Veszprem to jedno z najstarszych miast na Węgrzech, i na pewno jedno z tych, które dla Węgrów mają większa symbolikę, niż tylko „urokliwe, zabytkowe miasto”. Ktoś kiedyś nazwał Veszprem „węgierskim Gnieznem”, my takich określeń nie popieramy, ale znów musimy się zgodzić, że coś jest na rzeczy. No jest…
DOJAZD: Atrakcyjne położenie miasta, powoduje, że warto tu wstąpić na dzień lub pół dnia przynajmniej, wypoczywając zarówno nad Balatonem, jak i eksplorując Budapeszt. Dogodne połączenia autobusowe pozwalają dojechać nam tutaj z Balatonfured w 30 minut a z Budapesztu w ponad godzinkę (Autobusy do Budapesztu co godzinę/dwie, autobusy nad Balaton co dwie godziny + busiki częściej) Sporą część pasażerów stanowią studenci, gdyż Veszprem to na dodatek prężnie działający ośrodek akademicki.
Miasto ma dwa oblicza – to średniociekawe, czyli betonowo – pudełkowo – blaszane. Niestety m.in. okolice dworca autobusowego takie są oraz to drugie, do którego idziemy spacerem 15 minut: świetne, eleganckie, bardzo środkowoeuropejskie a na dodatek spotęgowane wyniosłym wzgórzem (Var), które z trzech stron otoczone jest rzeką Sed, dzięki czemu Stare Miasto pełni funkcję swoistej twierdzy. Właściwie taką funckę pełniło przez wieki i to dzięki takiemu położeniu protoplaści Węgrów, gdy przybyli na te tereny, już wtedy zastali tu grodzisko.
Podobno Veszprem zostało położone na 7 wzgórzach, ale ja potrafiłem wyodrębnić tylko trzy: Zamkowe, Wzgórze Benedykta i Jerozolimskie. Do Gniezna porównywane jest głównie za sprawą tego, że założono tu pierwsze węgierskie biskupstwo, niezwykle często przebywało tu najsłynniejsze królewskie małżeństwo – król Stefan I i królowa Gizela, tradycje uniwersyteckie, na krótko, ale urodziły się tu już w XIII wieku.
Chodząc po Veszprem, niestety w strugach deszczu, mieliśmy czas okrążyć całe Wzgórze Zamkowe, spoglądać na nie z dołu (do tego nada się spacer ulicami Jokai i Miklos, następnie, mijają uprzednio ruiny romańskiego kościoła Magrit-Romok, przeszliśmy świetnie zrewitalizowanym terenem dawnego podzamcza (mnóstwo kolorowych kamieniczek i stylowych latarni) i schodami na Stare Miasto.
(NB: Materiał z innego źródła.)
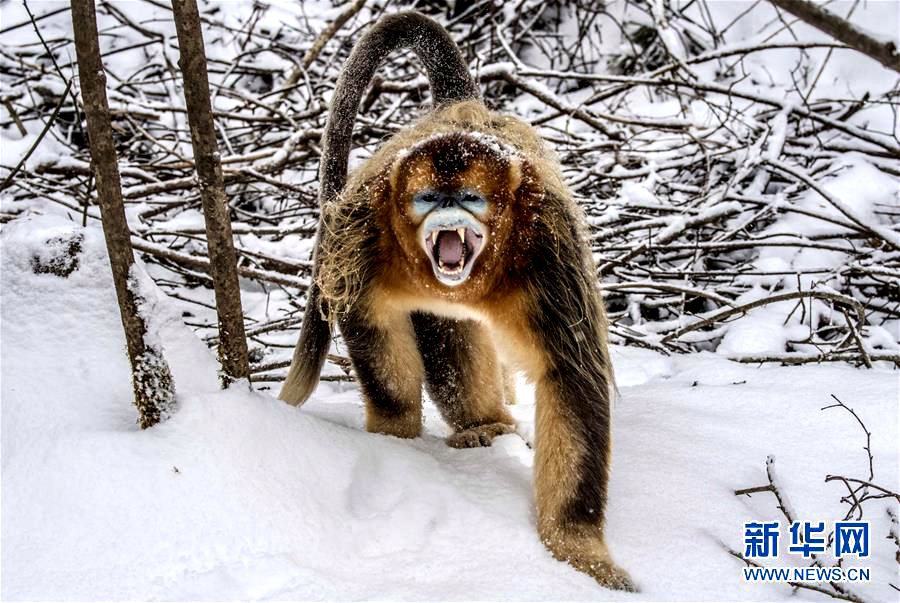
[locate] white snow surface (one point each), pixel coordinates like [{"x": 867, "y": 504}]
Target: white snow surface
[{"x": 240, "y": 496}]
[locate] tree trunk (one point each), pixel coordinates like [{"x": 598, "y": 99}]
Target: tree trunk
[
  {"x": 223, "y": 262},
  {"x": 153, "y": 386}
]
Ono praktycznie „urywa się” stromym klifem, na którym ogromny Krzyż św. Stefana. Rozglądając się wokół Szentharomag Ter, głównego placu starego miasta, którego środek wyznacza gigantyczna, prawie 80-metrowa studnia, widzimy Katedrę Św. Michała, której dwie wieże dominują właściwie nad panoramą całego miasta. Zdecydowanym unikatem miasta jest Pałac Arcybiskupi i przyległa do niego XIII-wieczna Kaplica królowej Gizelli. . Stare miasto od reszty Veszprem oddziela Brama Bohaterów, stylowa budowla, która jest niestety imitacją z czasów średniowiecza.
Sporo turystów przybywa do Veszprem również dla jednego z ciekawszych na Węgrzech Ogrodów Zoologicznych oraz miejskich muzeów– przyrodniczego i archeologicznego.